- From: Martin J. Dürst <duerst@it.aoyama.ac.jp>
- Date: Thu, 06 Dec 2012 13:15:03 +0900
- To: Leif Halvard Silli <xn--mlform-iua@xn--mlform-iua.no>
- CC: John Cowan <cowan@mercury.ccil.org>, Norbert Lindenberg <w3@norbertlindenberg.com>, www-international <www-international@w3.org>
On 2012/12/06 1:56, Leif Halvard Silli wrote: > John Cowan, Wed, 5 Dec 2012 11:31:25 -0500: >> Norbert Lindenberg scripsit: >> >>> - "no longer ASCII-compatible": What does this mean?

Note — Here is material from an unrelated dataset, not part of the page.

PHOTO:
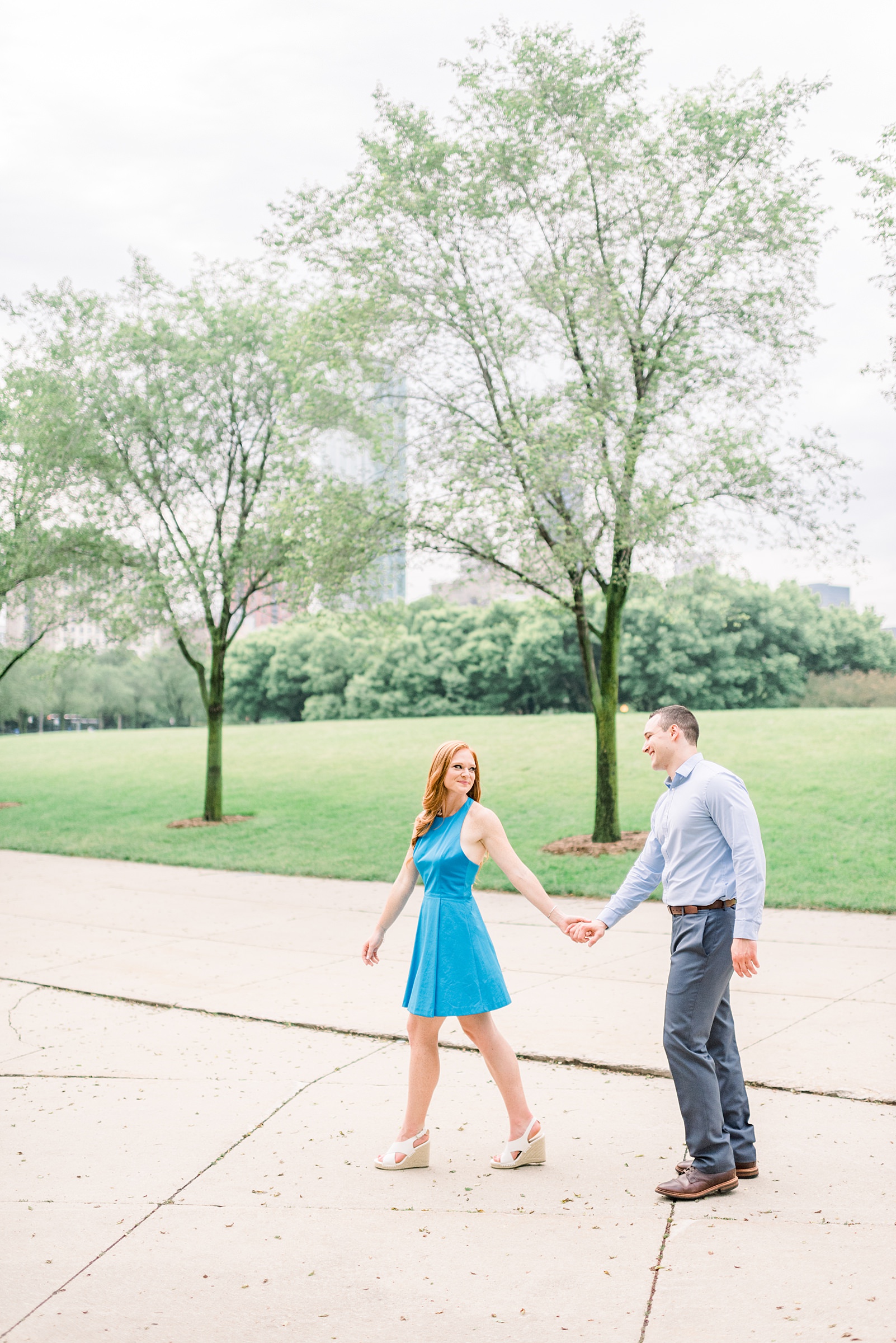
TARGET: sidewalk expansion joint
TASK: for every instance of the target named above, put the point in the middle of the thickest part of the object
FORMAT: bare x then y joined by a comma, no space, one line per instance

Usually when UTF-8 >>> is described as ASCII-compatible it means that all byte values that >>> look like ASCII actually are ASCII, and the BOM doesn't break this rule. >> >> I take it to mean that UTF-8-encoded text containing only characters from >> the ASCII repertoire will will be byte-for-byte the same as if it were >> ASCII-encoded text. This is true iff the UTF-8 data doesn't have a BOM. > > Usually the opposite argument is made, namely that the ASCII repertoire > is fully UTF-8-compatible. There are many ways of "ASCII-compatibility". A very weak one is that every codepoint in ASCII can be expressed in the encoding in question. Most (all?) EBCDIC variants would qualify, but some Japanese encoding variants would not (half-width backslash, anybody?). A slightly stronger one is that the encoding uses the same codepoint for ASCII as ASCII itself. That's true even for UTF-16 and UTF-32. A somewhat stronger one is that all ASCII codepoints are expressed as the same ASCII byte value as they are in ASCII itself. EBCDICs won't need to apply anymore, but some Japanese encoding variants, even variants of Shift_JIS and iso-2022-jp, are okay. An even stronger condition is that in addition to the above, everything that looks like an ASCII byte has to represent the corresponding ASCII character. Now we get limited to UTF-8 (including the variant with the BOM), EUC-JP, and so on, but lots of single-byte encodings are still part of the club. An even stronger condition is that an ASCII-only file doesn't change when encoded with the encoding in question. This keeps in UTF-8 without BOM, but kicks out UTF-8 without the BOM. > It would be nice if it was clarified in the > text when it is a problem that ASCII + BOM is no longer ASCII. Perhaps > it relates to Unix tools? The 'UTF-8 and Unicode FAQ for Unix/Linux' > says that BOM: [1] "would break far too many existing ASCII syntax > conventions (such as scripts starting with #!)" > > [1] http://www.cl.cam.ac.uk/~mgk25/unicode.html#linux This is not limited to Unix/Linux. I'm very sure there's tons of tools and scripts on Windows that have been written assuming pure ASCII and that would get confused in one way or another if they met an UTF-8 BOM. Regards, Martin.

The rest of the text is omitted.